Transplant is still a very important piece of the treatment algorithm for the majority of patients with myeloma. A transplant was introduced more than 20 years ago and questioned the treatment algorithm recently, but we have 4 large randomized studies published, presented in large meetings, showing that transplant earlier remains an important part of the treatment algorithm. High-dose chemotherapy followed by transplant allows patients to achieve a deeper response and deeper remission and that translated to a longer durability of their responses. So, transplant is still very important.

MRD testing is becoming very important. It’s clear from many recent studies that the achievement of MRD negativity translates to a longer durability of response, a longer overall survival. MRD is becoming an endpoint of many treatments, particularly for newly diagnosed patients like in the case that we presented. So, yes, after transplant, I would probably test this patient for MRD negativity.
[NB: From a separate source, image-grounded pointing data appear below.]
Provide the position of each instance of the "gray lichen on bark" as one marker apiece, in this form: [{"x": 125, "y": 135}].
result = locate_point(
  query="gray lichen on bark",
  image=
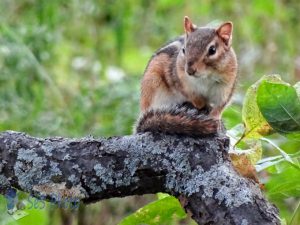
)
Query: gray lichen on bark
[{"x": 89, "y": 169}]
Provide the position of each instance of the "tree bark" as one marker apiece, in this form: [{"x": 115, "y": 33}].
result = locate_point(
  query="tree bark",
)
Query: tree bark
[{"x": 88, "y": 169}]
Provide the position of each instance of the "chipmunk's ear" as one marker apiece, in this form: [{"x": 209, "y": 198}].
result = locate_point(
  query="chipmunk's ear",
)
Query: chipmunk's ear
[
  {"x": 188, "y": 25},
  {"x": 225, "y": 32}
]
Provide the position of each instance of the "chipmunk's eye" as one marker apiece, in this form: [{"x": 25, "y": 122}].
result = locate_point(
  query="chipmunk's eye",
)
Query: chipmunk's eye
[{"x": 212, "y": 50}]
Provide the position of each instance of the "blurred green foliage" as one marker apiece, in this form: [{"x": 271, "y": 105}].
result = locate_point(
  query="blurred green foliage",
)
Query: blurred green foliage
[{"x": 72, "y": 68}]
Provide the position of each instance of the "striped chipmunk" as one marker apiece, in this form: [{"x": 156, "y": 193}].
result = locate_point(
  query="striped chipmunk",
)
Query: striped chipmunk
[{"x": 192, "y": 74}]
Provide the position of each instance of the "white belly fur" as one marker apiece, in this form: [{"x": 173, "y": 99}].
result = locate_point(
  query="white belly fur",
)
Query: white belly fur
[
  {"x": 209, "y": 86},
  {"x": 164, "y": 99}
]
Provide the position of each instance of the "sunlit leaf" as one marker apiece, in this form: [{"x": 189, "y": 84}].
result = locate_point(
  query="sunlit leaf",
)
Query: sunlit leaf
[
  {"x": 256, "y": 125},
  {"x": 280, "y": 106},
  {"x": 297, "y": 88},
  {"x": 155, "y": 213}
]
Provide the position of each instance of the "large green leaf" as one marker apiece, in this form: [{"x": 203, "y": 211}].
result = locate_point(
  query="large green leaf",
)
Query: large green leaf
[
  {"x": 158, "y": 212},
  {"x": 256, "y": 125},
  {"x": 280, "y": 106}
]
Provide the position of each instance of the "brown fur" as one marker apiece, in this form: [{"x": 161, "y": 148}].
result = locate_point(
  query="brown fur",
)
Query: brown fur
[
  {"x": 166, "y": 84},
  {"x": 178, "y": 120}
]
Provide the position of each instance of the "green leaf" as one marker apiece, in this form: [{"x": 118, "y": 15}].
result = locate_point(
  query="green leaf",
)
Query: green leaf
[
  {"x": 157, "y": 212},
  {"x": 256, "y": 125},
  {"x": 280, "y": 106},
  {"x": 297, "y": 88}
]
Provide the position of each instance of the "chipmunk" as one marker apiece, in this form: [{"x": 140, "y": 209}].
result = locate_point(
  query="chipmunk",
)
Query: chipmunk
[{"x": 198, "y": 68}]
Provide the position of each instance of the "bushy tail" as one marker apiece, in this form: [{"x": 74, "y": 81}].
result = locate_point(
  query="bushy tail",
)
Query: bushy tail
[{"x": 179, "y": 120}]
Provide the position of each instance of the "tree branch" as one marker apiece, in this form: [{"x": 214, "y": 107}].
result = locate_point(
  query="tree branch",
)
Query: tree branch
[{"x": 196, "y": 170}]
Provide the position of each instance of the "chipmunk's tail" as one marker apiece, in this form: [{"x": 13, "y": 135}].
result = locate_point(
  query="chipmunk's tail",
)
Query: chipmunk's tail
[{"x": 179, "y": 120}]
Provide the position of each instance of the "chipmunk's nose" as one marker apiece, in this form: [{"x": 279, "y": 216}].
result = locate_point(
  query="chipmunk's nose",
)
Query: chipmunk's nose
[
  {"x": 191, "y": 71},
  {"x": 190, "y": 68}
]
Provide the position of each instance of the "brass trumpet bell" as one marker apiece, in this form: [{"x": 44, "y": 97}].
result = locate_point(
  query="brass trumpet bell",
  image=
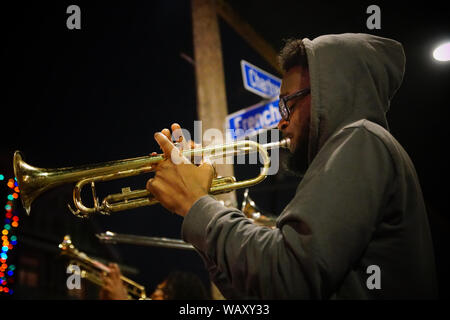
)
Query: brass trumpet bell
[{"x": 34, "y": 181}]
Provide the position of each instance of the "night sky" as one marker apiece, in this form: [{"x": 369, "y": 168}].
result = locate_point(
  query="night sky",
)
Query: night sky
[{"x": 73, "y": 97}]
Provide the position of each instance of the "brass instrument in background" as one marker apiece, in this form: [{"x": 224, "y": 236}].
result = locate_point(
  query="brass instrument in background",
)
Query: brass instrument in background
[
  {"x": 249, "y": 208},
  {"x": 34, "y": 181},
  {"x": 254, "y": 213},
  {"x": 92, "y": 270},
  {"x": 113, "y": 238}
]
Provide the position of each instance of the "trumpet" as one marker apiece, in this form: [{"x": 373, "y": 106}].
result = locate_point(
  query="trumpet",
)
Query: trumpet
[
  {"x": 113, "y": 238},
  {"x": 34, "y": 181},
  {"x": 92, "y": 269}
]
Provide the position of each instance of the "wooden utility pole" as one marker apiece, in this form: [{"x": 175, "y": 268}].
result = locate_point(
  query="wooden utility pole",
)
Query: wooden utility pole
[{"x": 211, "y": 96}]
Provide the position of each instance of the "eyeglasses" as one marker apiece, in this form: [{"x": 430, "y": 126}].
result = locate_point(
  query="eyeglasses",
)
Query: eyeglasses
[{"x": 285, "y": 111}]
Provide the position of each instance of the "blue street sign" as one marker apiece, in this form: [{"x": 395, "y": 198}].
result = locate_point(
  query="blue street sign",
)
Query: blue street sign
[
  {"x": 259, "y": 81},
  {"x": 249, "y": 121}
]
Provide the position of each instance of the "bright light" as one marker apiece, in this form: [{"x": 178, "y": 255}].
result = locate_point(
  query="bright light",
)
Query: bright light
[{"x": 442, "y": 53}]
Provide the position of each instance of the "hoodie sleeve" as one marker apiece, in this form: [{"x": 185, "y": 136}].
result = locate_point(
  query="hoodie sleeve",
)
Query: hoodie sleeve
[{"x": 319, "y": 236}]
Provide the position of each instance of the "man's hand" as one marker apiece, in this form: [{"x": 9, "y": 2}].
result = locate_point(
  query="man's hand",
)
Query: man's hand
[
  {"x": 177, "y": 183},
  {"x": 113, "y": 288}
]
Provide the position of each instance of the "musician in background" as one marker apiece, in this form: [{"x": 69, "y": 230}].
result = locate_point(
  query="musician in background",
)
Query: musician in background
[
  {"x": 357, "y": 226},
  {"x": 177, "y": 286}
]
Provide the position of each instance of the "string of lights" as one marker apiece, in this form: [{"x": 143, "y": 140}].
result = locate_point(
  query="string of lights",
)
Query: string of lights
[{"x": 9, "y": 239}]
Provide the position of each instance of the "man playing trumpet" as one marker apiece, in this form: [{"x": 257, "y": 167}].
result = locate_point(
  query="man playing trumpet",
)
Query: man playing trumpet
[{"x": 357, "y": 226}]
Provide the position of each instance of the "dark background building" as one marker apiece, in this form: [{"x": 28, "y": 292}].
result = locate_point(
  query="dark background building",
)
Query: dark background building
[{"x": 73, "y": 97}]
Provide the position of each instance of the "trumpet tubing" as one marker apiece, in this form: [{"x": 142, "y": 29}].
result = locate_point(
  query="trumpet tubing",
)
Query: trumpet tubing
[
  {"x": 113, "y": 238},
  {"x": 34, "y": 181},
  {"x": 92, "y": 270}
]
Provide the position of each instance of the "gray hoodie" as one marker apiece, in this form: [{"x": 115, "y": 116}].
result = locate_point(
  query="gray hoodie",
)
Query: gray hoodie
[{"x": 358, "y": 215}]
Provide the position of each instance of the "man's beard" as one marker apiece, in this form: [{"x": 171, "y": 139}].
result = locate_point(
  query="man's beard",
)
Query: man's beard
[{"x": 296, "y": 163}]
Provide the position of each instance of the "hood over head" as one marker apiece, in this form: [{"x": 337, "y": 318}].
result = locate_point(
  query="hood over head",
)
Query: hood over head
[{"x": 353, "y": 77}]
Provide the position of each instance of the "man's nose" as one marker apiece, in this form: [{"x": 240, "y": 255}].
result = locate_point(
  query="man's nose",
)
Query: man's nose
[{"x": 282, "y": 124}]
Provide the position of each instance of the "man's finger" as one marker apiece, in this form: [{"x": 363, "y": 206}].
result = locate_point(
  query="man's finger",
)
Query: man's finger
[
  {"x": 164, "y": 143},
  {"x": 166, "y": 132},
  {"x": 177, "y": 133}
]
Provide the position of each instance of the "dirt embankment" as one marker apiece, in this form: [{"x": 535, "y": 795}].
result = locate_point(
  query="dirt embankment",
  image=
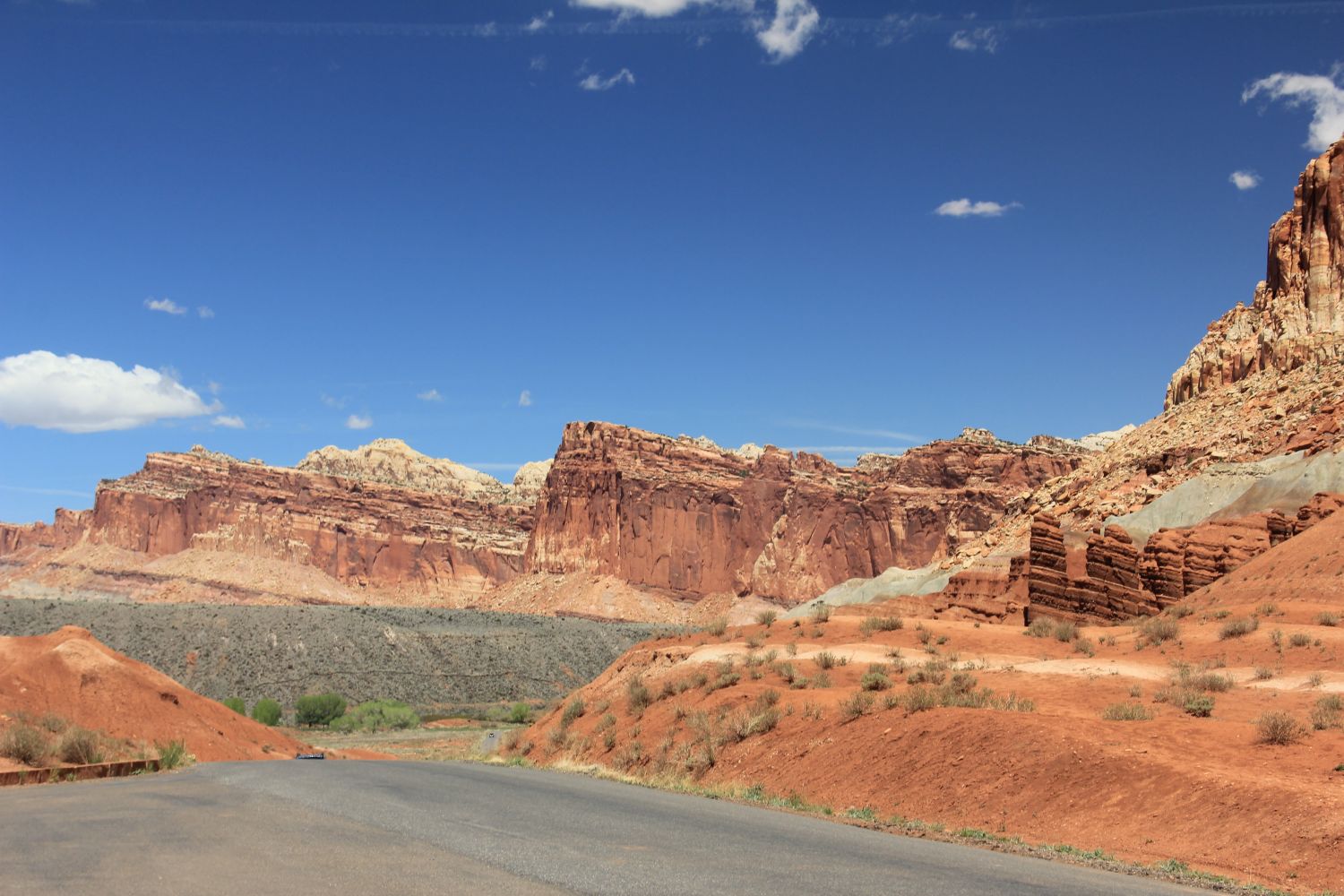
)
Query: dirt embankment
[
  {"x": 1035, "y": 759},
  {"x": 421, "y": 656},
  {"x": 72, "y": 677}
]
Right now, at Duke, we’re using a flow cytometry for MRD. We don’t have studies comparing the 2 methodologies, the sequencing with the flow-based analysis. They both have pros and cons. Sequencing is probably a more sensitive test, but, again, we have not compared it with flow analysis. You need to have this placement of the bone marrow sample at time of diagnosis for comparison. The flow analysis, you don’t need that. You can do it in any patients, in any situations. So, it’s easier. But the flow analysis is also very cumbersome, and you need to collect many events to achieve the same sensitivity of the sequencing.
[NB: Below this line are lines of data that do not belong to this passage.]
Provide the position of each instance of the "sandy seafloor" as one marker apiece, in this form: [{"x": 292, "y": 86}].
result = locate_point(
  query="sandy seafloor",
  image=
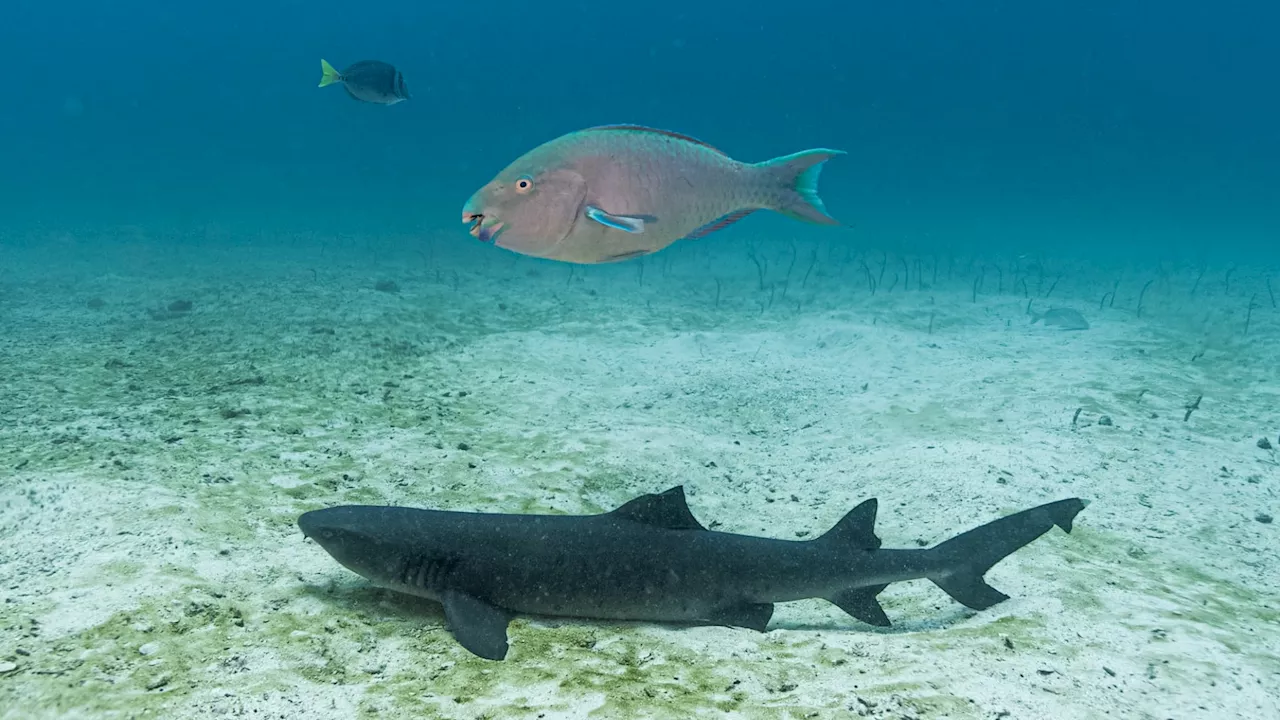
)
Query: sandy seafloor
[{"x": 152, "y": 466}]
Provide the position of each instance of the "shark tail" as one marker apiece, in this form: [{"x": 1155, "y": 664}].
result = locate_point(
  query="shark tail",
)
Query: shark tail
[{"x": 967, "y": 557}]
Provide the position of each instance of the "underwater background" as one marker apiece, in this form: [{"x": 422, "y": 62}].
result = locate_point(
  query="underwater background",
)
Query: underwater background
[
  {"x": 1092, "y": 124},
  {"x": 229, "y": 296}
]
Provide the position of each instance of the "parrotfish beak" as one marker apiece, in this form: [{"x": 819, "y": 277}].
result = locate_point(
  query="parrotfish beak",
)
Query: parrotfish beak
[{"x": 485, "y": 229}]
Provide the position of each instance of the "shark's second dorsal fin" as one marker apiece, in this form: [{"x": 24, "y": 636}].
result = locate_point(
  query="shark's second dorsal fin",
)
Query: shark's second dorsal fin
[
  {"x": 856, "y": 528},
  {"x": 661, "y": 510}
]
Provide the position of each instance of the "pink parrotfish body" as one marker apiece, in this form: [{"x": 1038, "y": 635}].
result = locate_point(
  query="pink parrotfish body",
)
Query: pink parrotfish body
[{"x": 615, "y": 192}]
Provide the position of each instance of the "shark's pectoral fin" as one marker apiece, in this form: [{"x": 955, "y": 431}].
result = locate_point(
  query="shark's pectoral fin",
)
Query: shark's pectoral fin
[
  {"x": 752, "y": 615},
  {"x": 632, "y": 224},
  {"x": 862, "y": 604},
  {"x": 478, "y": 625}
]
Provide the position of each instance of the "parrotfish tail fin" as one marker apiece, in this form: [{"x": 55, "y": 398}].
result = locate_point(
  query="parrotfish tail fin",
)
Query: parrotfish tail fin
[
  {"x": 967, "y": 557},
  {"x": 328, "y": 76},
  {"x": 796, "y": 178}
]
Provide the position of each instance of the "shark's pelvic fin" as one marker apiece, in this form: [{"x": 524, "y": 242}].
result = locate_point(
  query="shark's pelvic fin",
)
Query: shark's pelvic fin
[
  {"x": 752, "y": 615},
  {"x": 862, "y": 604},
  {"x": 478, "y": 625},
  {"x": 666, "y": 510}
]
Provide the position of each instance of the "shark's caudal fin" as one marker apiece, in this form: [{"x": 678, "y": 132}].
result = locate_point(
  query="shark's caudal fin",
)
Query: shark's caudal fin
[
  {"x": 967, "y": 557},
  {"x": 796, "y": 180}
]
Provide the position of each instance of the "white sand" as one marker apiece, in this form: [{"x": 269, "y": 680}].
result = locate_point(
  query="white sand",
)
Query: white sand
[{"x": 152, "y": 470}]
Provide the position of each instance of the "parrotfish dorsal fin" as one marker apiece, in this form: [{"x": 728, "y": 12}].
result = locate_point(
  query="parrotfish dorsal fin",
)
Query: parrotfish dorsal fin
[
  {"x": 856, "y": 528},
  {"x": 662, "y": 510},
  {"x": 720, "y": 223},
  {"x": 667, "y": 132}
]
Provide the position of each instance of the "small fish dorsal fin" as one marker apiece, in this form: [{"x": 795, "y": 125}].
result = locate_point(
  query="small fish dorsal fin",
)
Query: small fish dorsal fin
[
  {"x": 666, "y": 132},
  {"x": 661, "y": 510},
  {"x": 856, "y": 528}
]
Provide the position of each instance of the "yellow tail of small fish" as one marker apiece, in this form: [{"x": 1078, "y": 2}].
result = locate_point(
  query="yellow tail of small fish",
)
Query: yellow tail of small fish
[{"x": 328, "y": 76}]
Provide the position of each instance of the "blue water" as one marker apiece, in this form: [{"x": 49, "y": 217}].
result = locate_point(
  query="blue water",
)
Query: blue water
[{"x": 1088, "y": 124}]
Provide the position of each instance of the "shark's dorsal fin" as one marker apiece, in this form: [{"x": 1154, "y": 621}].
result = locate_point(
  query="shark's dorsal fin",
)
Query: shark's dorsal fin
[
  {"x": 856, "y": 528},
  {"x": 666, "y": 510}
]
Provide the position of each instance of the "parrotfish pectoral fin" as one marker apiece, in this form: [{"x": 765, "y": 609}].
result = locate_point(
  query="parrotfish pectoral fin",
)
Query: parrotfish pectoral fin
[
  {"x": 796, "y": 181},
  {"x": 478, "y": 625},
  {"x": 625, "y": 223},
  {"x": 328, "y": 76}
]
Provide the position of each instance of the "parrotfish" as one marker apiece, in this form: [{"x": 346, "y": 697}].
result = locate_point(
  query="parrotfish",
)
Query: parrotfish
[
  {"x": 616, "y": 192},
  {"x": 370, "y": 81}
]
I don’t use PET/CT routinely. However, in the future, we’re going to see that because with the MRD, we only test spots when we do a bone marrow biopsy. By definition, myeloma is some patches. So, patch areas are always in multiple places. The combination of MRD and PET/CT would probably give us a bigger picture. But right now, it’s difficult to combine 2 tests for patients. So, occasionally, I do the PET/CT and I try to do MRD in all the patients after transplant.

Case Scenario 1:

January 2015

• The patient is a 61-year-old male who was diagnosed with ISS stage II MM.
• Performance status 0.
• He was treated with lenalidomide, bortezomib, and dexamethasone (RVD) induction.
• He achieved a partial response with RVD.
• He then had an autologous stem cell transplantation and achieved MRD negativity.
• He was started on lenalidomide maintenance of 15 mg.

April 2016

• Patient was experiencing back pain, loss of appetite and weight loss.
• Upon relapse cytogenetics showed a 17p deletion detected by FISH, demonstrating progression of his disease.
• Beta-2 microglobulin=4.0 mg/dL, Hg=9 g/dL, creatinine=1.2 mg/dL, multiple bone lesions, bone marrow biopsy=70% plasma cells.
• Performance status 1.
• Based on these criteria he was diagnosed with standard-risk multiple myeloma.
• He was started on daratumumab, bortezomib, and dexamethasone.